There is a rare exception to the “do not speculate” rule in media relations. It relates to deliberately speculating about a future outcome to achieve a specific objective. In other words, you speculate because you’ve planned to speculate, you’ve war-gamed it out in advance, you’ve discussed the key messages you’ll use when you speculate and you have a good idea how the story will play out. It’s common to see labour unions speculate about outcomes if new contract agreements are not reached. It’s a deliberate attempt by the unions to move negotiations forward. Fair enough. Minister of Energy and Infrastructure George Smitherman did this with some considerable skill when he finally speculated about running for Mayor of Toronto. “It’s important to just take a look and see whether other options that are available might be well-suited for me and might contribute something to my city,” Smitherman told reporters. “There is a bit of a consensus forming in the city that the status quo is not getting the job done. I just thought it was important to publicly acknowledge that is something I’m thinking about.” Trust me, Smitherman did this very deliberately. He’s one of the best communicators in politics. And he did it to achieve certain objectives. And he did it very well. His speculation traveled forward the precise distance he wanted it to travel, and then stopped. It’s a difficult thing for inexperienced communicators to do effectively, but when well done, it can work.


The savvy Toronto Blue Jays Interim CEO Paul Beeston knows how not to speculate during a media interview.

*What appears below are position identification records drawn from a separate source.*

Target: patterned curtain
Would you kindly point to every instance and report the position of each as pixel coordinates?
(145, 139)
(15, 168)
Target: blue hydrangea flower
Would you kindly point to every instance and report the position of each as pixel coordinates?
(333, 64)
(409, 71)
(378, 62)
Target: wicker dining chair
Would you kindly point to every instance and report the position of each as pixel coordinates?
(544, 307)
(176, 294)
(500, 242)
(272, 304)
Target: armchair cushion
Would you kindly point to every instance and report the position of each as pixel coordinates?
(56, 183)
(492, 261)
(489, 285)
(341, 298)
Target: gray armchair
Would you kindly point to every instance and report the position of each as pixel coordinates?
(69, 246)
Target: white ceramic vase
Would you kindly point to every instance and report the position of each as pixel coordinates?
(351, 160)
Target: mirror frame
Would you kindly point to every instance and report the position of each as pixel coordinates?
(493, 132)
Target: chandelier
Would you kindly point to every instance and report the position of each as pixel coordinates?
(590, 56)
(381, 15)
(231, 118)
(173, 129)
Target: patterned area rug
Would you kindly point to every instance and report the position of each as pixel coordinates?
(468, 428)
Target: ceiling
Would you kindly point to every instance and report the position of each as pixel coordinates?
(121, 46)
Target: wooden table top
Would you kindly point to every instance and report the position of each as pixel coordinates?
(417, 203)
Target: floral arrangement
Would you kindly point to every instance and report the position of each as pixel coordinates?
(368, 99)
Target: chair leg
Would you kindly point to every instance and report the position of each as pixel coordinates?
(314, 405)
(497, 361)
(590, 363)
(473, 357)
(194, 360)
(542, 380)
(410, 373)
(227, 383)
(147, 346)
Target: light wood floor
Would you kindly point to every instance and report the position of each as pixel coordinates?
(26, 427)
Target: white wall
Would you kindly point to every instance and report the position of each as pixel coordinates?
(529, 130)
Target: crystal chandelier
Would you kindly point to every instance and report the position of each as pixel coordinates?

He was on the FAN 590 radio morning show live this week and was edged toward speculating about the future of Jays’ General Manager JP Ricciardi. Beeston skillfully discussed the facts as he knew them at that moment, namely that when the Major League Baseball season ends he will be reviewing a number of team personnel issues. He also said that, in his view, the team’s performance on-field and as a sports business was disappointing this season. He talked about the need for accountability. All those comments were excellent. They were facts “in the here and now” as we often refer to them. As a communicator you are always on solid ground when you talk about things you know to be true and factual “in the moment.” You cannot predict outcomes. Beeston came right out and told the sports radio station that he cannot speculate on the outcome of his review of various team personnel. It was a great example of someone recognizing he was being asked to speculate, telling his interviewers he recognized that, and stating flatly that he had no intention of doing it. It’s a solid response that works every time. As Bob Reid and I often discuss when media training, just remember the “here and now.”


It’s always difficult to know with comedians when they’re being serious and when they’re going for a laugh, but something Jay Leno said this week provides a good communications lesson in the importance of not speculating about the future – no matter how hard the media tries. Leno was doing interviews for the launch of his new primetime TV show on Monday night. One resulted in a headline in the New York Post titled “What happens if Jay bombs?” The headline was brought on by Leno himself, who entertained speculation that, even though he’s the former king of late night talk, he may indeed fail in primetime. “You know, it’s like I always tell people, the reason that TV pays a lot of money is so that when you get screwed, you have something left over. I mean, eventually this will happen,” Leno said. The comment was unhelpful to Leno’s presumed objective in doing the interview: to increase anticipation and excitement about the debut of his show. To even entertain failing before the first episode airs is an example of speculating about a negative scenario. Media love this because it creates the “conflict” story and headline they sometimes seek. Leno could have simply answered by saying that he thinks the show is great and he hopes it will be a hit. That’s all he knew at that point in time he did the interview. He cannot predict the future. So why try?